Jason Allen made the winning break to finish seventh out of a field of over eighty with only half the riders finishing. SUBWAY® Pro Cycling’s Paul Odlin featured throughout the race making all of the key moves to finish 14th and according to team Manager Graeme Miller raced “right on the edge of his ability and was a great controlling factor for Subway Pro Cycling in the race.”
“They raced fantastically well together and it was really encouraging for me to see them gel so well together and to be able to contribute to the race and attack such a high quality field.”

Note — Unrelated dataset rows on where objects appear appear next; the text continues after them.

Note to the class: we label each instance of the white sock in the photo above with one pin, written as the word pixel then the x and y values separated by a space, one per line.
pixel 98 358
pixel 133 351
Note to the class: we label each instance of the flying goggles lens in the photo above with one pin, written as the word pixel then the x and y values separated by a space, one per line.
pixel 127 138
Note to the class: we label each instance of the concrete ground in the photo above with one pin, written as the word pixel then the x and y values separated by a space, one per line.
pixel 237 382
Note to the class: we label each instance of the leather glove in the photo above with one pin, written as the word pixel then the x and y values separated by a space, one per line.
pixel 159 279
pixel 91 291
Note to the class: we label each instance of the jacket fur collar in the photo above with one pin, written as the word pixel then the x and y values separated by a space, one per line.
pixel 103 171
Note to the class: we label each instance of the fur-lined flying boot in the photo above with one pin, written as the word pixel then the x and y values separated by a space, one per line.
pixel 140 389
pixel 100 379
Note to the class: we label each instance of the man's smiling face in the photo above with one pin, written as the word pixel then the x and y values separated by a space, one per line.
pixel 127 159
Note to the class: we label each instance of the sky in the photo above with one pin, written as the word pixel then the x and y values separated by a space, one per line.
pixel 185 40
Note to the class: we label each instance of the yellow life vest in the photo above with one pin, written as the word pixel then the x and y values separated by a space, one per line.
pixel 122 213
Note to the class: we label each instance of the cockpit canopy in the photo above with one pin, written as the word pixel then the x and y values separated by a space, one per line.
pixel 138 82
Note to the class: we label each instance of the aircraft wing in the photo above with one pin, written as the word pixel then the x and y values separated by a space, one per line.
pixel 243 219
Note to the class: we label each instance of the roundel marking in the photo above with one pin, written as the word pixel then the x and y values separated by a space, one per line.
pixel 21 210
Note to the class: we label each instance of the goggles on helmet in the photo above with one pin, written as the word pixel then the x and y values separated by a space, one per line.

“We had a rider in all of the key moves and had options which were great. It was a good hit out for our first international event of the year and to have all our riders race well and finish strongly was a very, very good result.”
SUBWAY® Pro Cycling’s former Omnium World Track Champion Hayden Godfrey was very impressed with the events new course this year which incorporated the Singapore F1 circuit for the first time.
“It was a great atmosphere under the lights with a large crowd and the pace was on the whole time,” Godfrey said. “We were very happy with our first international race of the year and I’m looking forward to confirming our next international event soon.”
SUBWAY® Pro Cycling’s fourth rider racing in Singapore was Nick Lovegrove from Auckland.
Italian Omar Bertazzo from the Androni Giocattoli team won the event from Australians Dean Windsor (Rapha Condor-Sharp) and Cameron Meyer (Garmin-Cervelo).
While their team mates were mixing it up with some of the world’s best riders in Singapore, Sam Horgan and Tom Hubbard competed in Queenstown and Wanaka in the Send off to Summer Festival.
Hogan won the festival’s opening criterium and 68 kilometre time trial and was fourth in the 145 kilometre Alpine Classic to finish second in the Festival’s combined tour.
Hubbard was fourth in the tour after solid results in the criterium and time trial to back up his third place finish in the tough road race that twice went over Central Otago’s Crowne Range Pass, the country’s highest sealed highway.